Am Fam Physician. 2004;69(1):203-204
Some patients with life-threatening asthma do not respond to inhaled selective beta-adrenergic agents and subsequently advance to respiratory failure. Although epinephrine has no advantage to these inhaled agents in mild to moderate asthma, intravenous epinephrine may have some usefulness in life-threatening situations. Intravenous administration provides rapid onset of action, reliable dose titration, and the ability to immediately stop administration if adverse effects are noted. Smith and associates conducted a retrospective chart review to study the effects of intravenous epinephrine use in two large hospital emergency departments.
Intravenous epinephrine was used at the discretion of the attending physician, usually when other therapies, including inhaled beta agonists and intravenous or oral steroids, failed or when an already at-risk patient had altered mental status or decreased respirations. All patients requiring intravenous epinephrine were admitted to the intensive care unit. During the eight-year study, 27 patients met the inclusion criteria, with most receiving an intravenous loading dose between 50 mcg and 1 mg of a 1:10,000 solution (mean, 200 mcg) of epinephrine. About one half received a continuous infusion of intravenous epinephrine ranging between 3 to 20 mcg per min, with most receiving 1 mg over an hour.
No major adverse events resulting from epinephrine administration were noted, and none of the study patients died while hospitalized. One patient had chest pain that eventually resolved without any sequelae. The only arrhythmia noted in the study group was sinus tachycardia. There was no evidence of ischemia or increase in cardiac enzymes. No patient had any neurologic deficit resulting specifically from the epinephrine administration. There were no significant, untreatable blood pressure changes. No other adverse effects were noted.

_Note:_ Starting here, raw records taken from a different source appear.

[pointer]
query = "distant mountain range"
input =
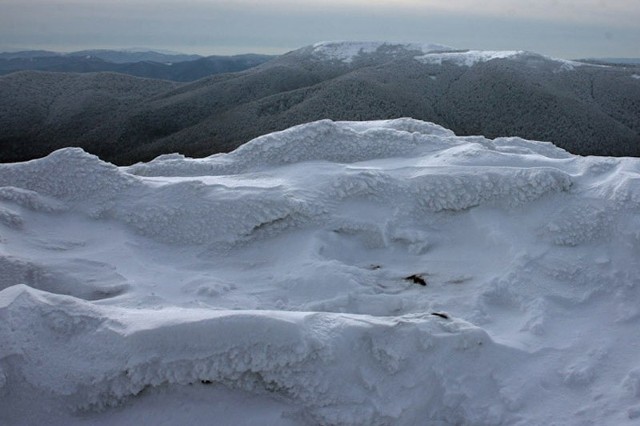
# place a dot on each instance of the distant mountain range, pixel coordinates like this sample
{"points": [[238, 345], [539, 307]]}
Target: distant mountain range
{"points": [[586, 109], [149, 64], [116, 56]]}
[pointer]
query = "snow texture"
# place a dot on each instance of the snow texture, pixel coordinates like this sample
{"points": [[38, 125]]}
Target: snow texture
{"points": [[470, 58], [346, 52], [335, 273]]}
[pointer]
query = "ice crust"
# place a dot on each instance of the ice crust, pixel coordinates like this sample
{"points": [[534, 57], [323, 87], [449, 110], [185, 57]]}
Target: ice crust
{"points": [[279, 271]]}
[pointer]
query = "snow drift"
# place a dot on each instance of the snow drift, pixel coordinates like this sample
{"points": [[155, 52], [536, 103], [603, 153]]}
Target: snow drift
{"points": [[287, 276]]}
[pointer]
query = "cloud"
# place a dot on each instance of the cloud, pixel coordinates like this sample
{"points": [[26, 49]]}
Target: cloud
{"points": [[278, 25]]}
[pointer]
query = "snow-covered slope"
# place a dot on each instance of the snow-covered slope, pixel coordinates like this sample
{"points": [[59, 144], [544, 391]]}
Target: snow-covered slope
{"points": [[355, 273], [347, 51]]}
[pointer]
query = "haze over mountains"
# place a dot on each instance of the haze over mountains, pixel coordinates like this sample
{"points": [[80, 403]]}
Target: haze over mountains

The authors conclude that administration of intravenous epinephrine to patients with life-threatening asthma did not cause hypotension, acute cardiac or cerebral ischemia, or increased mortality. Most changes in vital signs were caused by intubation, not by epinephrine administration. A prospective trial of intravenous epinephrine in patients with life-threatening asthma would be useful to further define the efficacy and safety of this treatment step.